While it did not quite make it across my Threshold of Awesome, The Lego Batman Movie was plenty of fun, and had lots of awesome moments. It’s something I’ll probably want to pick up on Blu-Ray, because there are plenty of amusing, fannish, and/or Easter-eggy things going on in the background, and those are usually good for a couple of re-watches. At least for me.
The opening romp¹, in which our hero is awesome and makes it look easy, is possibly the most over-the-top action movie romp ever. Possibly. I hadn’t realized this was something for which I would want to be keeping score.
Unlike The Lego Movie, The Lego Batman Movie does not have live-action stuff happening outside the fourth wall. I’m not sure how I feel about that. Those scenes made The Lego Movie work for me², but I know they threw a lot of other people out of the film. I share this not as a spoiler, but as a meta-unspoiler. Don’t sit there waiting for live action moments to explain in-Lego plot points. You might be able to headcanon³ a few such moments (I know I did) but that’s always a perilous path to walk, since you’re putting things into the movie that the director did not put in.

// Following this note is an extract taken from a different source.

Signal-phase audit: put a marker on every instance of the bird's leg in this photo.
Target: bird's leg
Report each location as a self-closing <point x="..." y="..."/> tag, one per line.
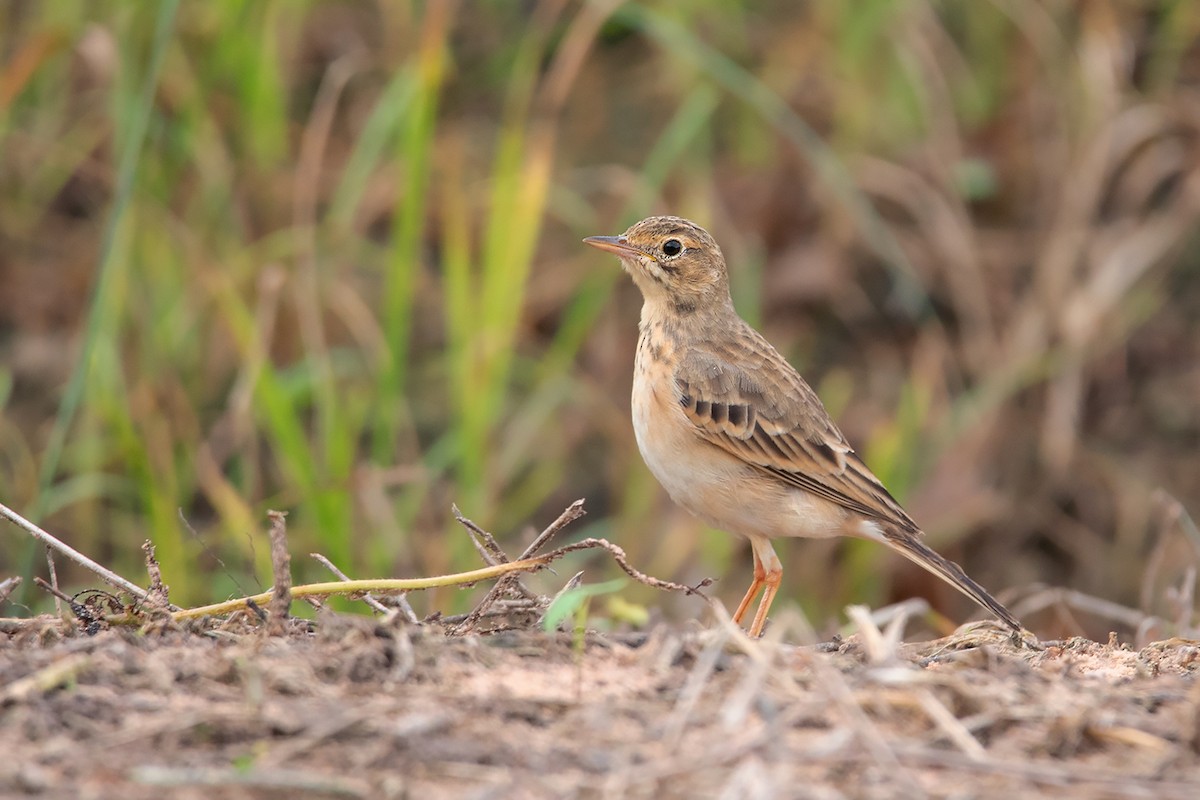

¹ By my definition, the Romp is the Act I scene in an action/adventure film in which we see our hero(es) being competent and successful. It is used to make promises about the kinds of action we’ll see later, and it sets the bar for what our hero is capable of. Some films do it really well (Mission Impossible: Rogue Nation) and some do not (I won’t name names here.)
² The Lego Movie placed #4 on my 2014 list, and totally crossed my Threshold of Awesome.
³ “Headcanon” is usually a noun, but verbing it makes total sense to me.